Mindful Economy

questions?

A teacher and a consultant walk into a bar…and they have a conversation that anyone can understand!

My friend, Doug, a professor in education with a background in educational instruction and assessment and currently a department chair, and I got into a wide-ranging conversation covering our areas of mutual interest and concern. We both have wide-ranging interests, and we each read a lot and keep abreast of each other’s areas of interest. And although most of my recent work has been in business, organizations, finance and economics, we’ve worked on projects together involving education and community action. It’s fun as well as challenging to hang out with people like Doug; I have to keep my own learning up to date if I expect to keep pace! He began the conversation. “What’s your take on the economy, and what do you think we can do to make things work better?” he asked. I wondered about his thoughts on the status of higher education, and how well he thought colleges and universities were doing in fulfilling their missions. We discovered a couple of important intersections: education and economic growth and sustainability are very closely related.
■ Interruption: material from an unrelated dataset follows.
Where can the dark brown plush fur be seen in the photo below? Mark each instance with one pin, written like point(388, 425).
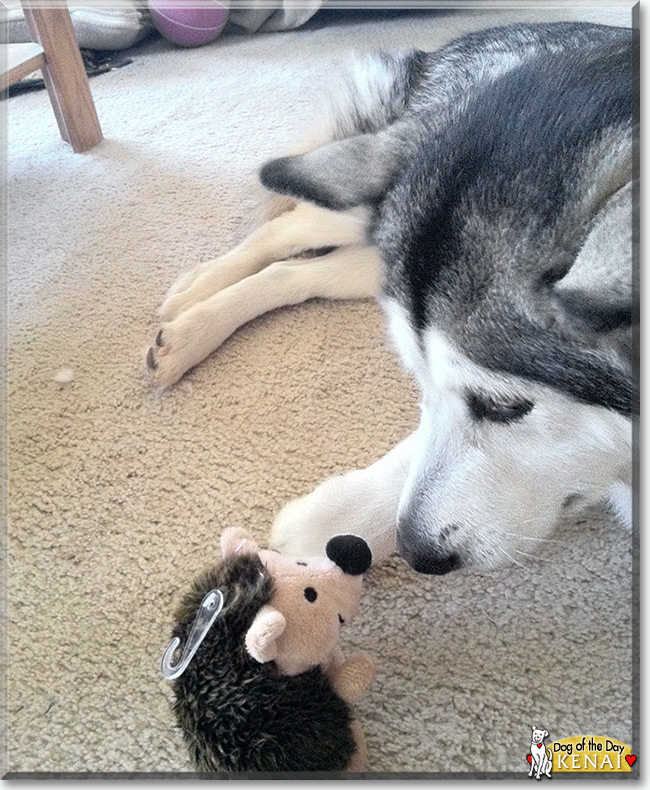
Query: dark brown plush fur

  • Four patterns stand out as causes for economic woes:
    • undermining the importance of information
    • confusion of goals
    • inadequate education that must include critical thinking skills in an ever more complex world
    • the loss of sustainable employment and the decline of wages.
  • The troubling patterns in education include:
    • Educators at each institutional and grade level tend to find fault with the previous grades for not providing “good education” but rarely question their own roles and responsibilities, and then fail to attend to the real learning needs of students
    • Consequently,  education systems and structures have hardly changed in relation to the needs and conditions of the world around us
    • Students and learners carry the brunt of the consequences, and teachers are blamed for everything, while education in general is underfunded and un-prepared
  • If our information and analysis are at all accurate, then the joke emerges: our economy and our economic systems rely heavily on education, the education system is inadequate to the challenge and to fix it we need a public commitment to changes and alternatives in education and we need funding for education as both local and national priorities, and the funding won’t be available without a robust and sustainable economy.

 

  • For free markets and vibrant business to succeed, information about any and every transaction, must be reliable, and it must be equally shared with all parties, and that includes underlying information about the participants themselves.

 

  • The desire for “confidentiality” as applied to producers and traders is entirely misdirected: without reliable and timely information about a product, and about the commercial (including financial) health of the producer and the distributor, any market exchange is skewed and its results are suspect.

 

  • A major cause, perhaps the largest single cause, of the 2008 recession and bust, was the huge quantity of misinformation being passed between market players: banks misinformed each other, lenders misinformed borrowers, borrowers misinformed lenders, corporations misinformed stock-holders, everyone misinformed ratings organizations, and markets were left managing transactions built on falsehoods and misdirections.

 

  • Computerized trading in financial markets only amplified the misinformation, taking trade markets rapidly in one direction or the other without real data or evidence.

 

  • Reliable information was, essentially, taken out of the market. And for markets to work — for markets to act even remotely like the Adam Smith model — traders need to have access to the same, and to all, the information embodied within any proposed transaction. Auctioneers, market makers, and brokers all serve a mid-ground position to help match up buyers and sellers through an information posting and exchange mechanism. That’s what the ideal stock market does, and that’s what the ideal public marketplace does.

 

  • Regardless of political persuasion, every rational person will have to admit to the importance, the sacredness, of quality information if he or she believes at all in market economies.

 

  • The stated technical goal of free market liberal economies is the rational resolution of participants each seeking maximum benefit. It has been believed that well formed markets will allow rational players to each reach their best possible position in relation to every other player, because rational players in a rational market, having the same complete information, will essentially negotiate a transaction that is mutually beneficial.

 

  • But the current unstated goal is that each player gets the chance get whatever he or she can. That is, the way we tend to play it out is to pursue individual self-interest at all costs to others. Gold becomes a highly valued and over-priced commodity in a market built on greed and deliberate misinformation, for example. Yet investments in gold support child-labor and near slave labor working conditions, engagement in environmentally hazardous extraction processes, and the movement of working capital into metal stockpiles such that capital becomes  unavailable to local and regional economies.

Education that includes learner-centered methodologies, project centered learning, life-long learning, critical thinking, and complex systems — and, importantly, this includes education that encompasses and embraces the arts! — is essential to the long-term development of sustainable systems as well as market economies, not to mention healthy democracies.